女を使っているみたいに取られるかも知れない。
顔を合わせて、正面からは言い辛い。少し、逃げたい気持ちがあるのかも。
それでも今、話さなきゃいけない。
臆病な私は卑怯だと知りつつ陽人に腕を回したんだ。
「陽人の気持ちは知らない。でも、私の気持ちを聞いて知って?」
陽人…黙ったままだ。
ふぅ。
「…高校卒業した時、終わりだねって言った。
そう言わないといけないと思ったから。
あの時の私は陽人の事、好きで好きでどうしようもなくなってた。
でも頑張ってなんでもないように言った」
陽人…少しピクッとした?
「終わらせる事が約束のように思えたから。だから言った。約束通りに」
少し鼓動が早くなった?
「大学だって、違う学部で同じ大学に行こうかと思った。頑張れば陽人と同じ大学になんとか行けたと思う」
…。
「…でも、そんな事、しちゃ駄目だって思ったから。
それは陽人にくっついて行くようなものだもの。
陽人だって望んで無い。そう自分で思って判断したの。
大学は別に。

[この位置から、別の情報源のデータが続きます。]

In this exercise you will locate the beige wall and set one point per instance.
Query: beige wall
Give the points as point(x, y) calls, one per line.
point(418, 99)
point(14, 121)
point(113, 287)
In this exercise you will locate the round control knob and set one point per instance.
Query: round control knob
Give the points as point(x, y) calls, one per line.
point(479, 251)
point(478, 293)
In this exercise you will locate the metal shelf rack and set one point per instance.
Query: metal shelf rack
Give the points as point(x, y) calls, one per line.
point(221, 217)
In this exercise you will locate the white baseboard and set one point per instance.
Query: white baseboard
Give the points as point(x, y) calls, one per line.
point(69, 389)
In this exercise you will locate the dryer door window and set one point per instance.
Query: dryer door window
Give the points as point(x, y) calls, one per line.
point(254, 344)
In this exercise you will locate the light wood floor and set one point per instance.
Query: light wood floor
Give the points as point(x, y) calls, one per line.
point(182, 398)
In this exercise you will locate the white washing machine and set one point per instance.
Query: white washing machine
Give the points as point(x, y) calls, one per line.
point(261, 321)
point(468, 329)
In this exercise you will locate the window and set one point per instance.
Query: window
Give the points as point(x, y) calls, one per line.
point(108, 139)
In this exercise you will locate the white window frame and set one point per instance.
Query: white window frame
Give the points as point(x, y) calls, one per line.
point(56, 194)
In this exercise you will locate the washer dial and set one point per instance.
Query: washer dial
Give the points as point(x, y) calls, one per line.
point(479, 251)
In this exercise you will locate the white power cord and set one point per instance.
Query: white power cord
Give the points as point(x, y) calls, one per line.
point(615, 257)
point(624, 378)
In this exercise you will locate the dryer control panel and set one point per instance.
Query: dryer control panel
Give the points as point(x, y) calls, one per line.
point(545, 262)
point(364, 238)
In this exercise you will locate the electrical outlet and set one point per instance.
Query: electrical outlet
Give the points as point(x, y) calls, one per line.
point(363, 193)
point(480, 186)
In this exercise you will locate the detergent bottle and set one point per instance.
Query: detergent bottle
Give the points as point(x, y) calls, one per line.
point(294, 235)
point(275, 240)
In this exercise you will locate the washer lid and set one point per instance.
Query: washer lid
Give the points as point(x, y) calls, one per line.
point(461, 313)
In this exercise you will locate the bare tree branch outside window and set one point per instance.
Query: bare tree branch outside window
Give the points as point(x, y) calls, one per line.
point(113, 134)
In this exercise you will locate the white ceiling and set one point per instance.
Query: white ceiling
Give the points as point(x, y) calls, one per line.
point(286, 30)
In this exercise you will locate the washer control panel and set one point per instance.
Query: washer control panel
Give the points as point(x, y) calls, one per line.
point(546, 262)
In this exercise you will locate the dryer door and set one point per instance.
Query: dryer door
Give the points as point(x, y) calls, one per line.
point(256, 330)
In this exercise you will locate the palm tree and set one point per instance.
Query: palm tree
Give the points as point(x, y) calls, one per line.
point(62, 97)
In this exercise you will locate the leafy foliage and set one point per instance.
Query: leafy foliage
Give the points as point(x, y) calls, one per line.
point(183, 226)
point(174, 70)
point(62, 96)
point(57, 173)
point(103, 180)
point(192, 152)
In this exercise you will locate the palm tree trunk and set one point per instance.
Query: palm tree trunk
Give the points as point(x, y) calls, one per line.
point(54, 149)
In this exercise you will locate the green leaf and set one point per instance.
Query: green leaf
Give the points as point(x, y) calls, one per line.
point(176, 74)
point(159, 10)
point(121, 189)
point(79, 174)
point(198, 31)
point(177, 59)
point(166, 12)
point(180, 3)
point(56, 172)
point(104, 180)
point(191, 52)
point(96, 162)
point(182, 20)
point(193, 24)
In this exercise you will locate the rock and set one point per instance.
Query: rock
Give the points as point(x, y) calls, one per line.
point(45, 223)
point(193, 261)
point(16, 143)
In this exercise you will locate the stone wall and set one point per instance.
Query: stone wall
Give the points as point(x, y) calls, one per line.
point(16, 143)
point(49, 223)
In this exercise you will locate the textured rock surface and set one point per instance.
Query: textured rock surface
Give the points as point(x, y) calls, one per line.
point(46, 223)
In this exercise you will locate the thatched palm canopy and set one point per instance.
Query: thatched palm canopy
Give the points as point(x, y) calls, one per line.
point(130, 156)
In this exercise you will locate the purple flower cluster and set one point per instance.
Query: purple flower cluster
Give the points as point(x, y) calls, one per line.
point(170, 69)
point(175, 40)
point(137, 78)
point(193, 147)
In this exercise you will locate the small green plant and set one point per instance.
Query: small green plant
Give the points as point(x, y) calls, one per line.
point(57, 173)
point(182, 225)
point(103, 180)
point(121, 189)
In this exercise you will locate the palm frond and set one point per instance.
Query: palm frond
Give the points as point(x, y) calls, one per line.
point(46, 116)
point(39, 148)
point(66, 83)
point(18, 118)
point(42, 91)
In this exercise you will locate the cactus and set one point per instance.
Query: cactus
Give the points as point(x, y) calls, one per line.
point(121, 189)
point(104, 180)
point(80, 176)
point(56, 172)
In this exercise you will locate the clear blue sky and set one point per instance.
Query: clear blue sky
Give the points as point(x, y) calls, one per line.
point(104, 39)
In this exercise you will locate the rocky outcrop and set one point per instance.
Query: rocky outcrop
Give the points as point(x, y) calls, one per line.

本来、進むべき道を進む。
自分の道は自分で決めるものだからって言ったし、そういうモノだし、…話せなかった。
卒業したら終わるんだ。
困らせて嫌われて終わりになりたくないって思った」
…。
「ごめんね陽人。昔の事を今頃話すのは卑怯よね?
何を言っても過去は変えられない。
今言っては、言ってる事が本当かどうかも解らない。
帳尻合わせの話をしているのかも知れない。そう思われても仕方ない。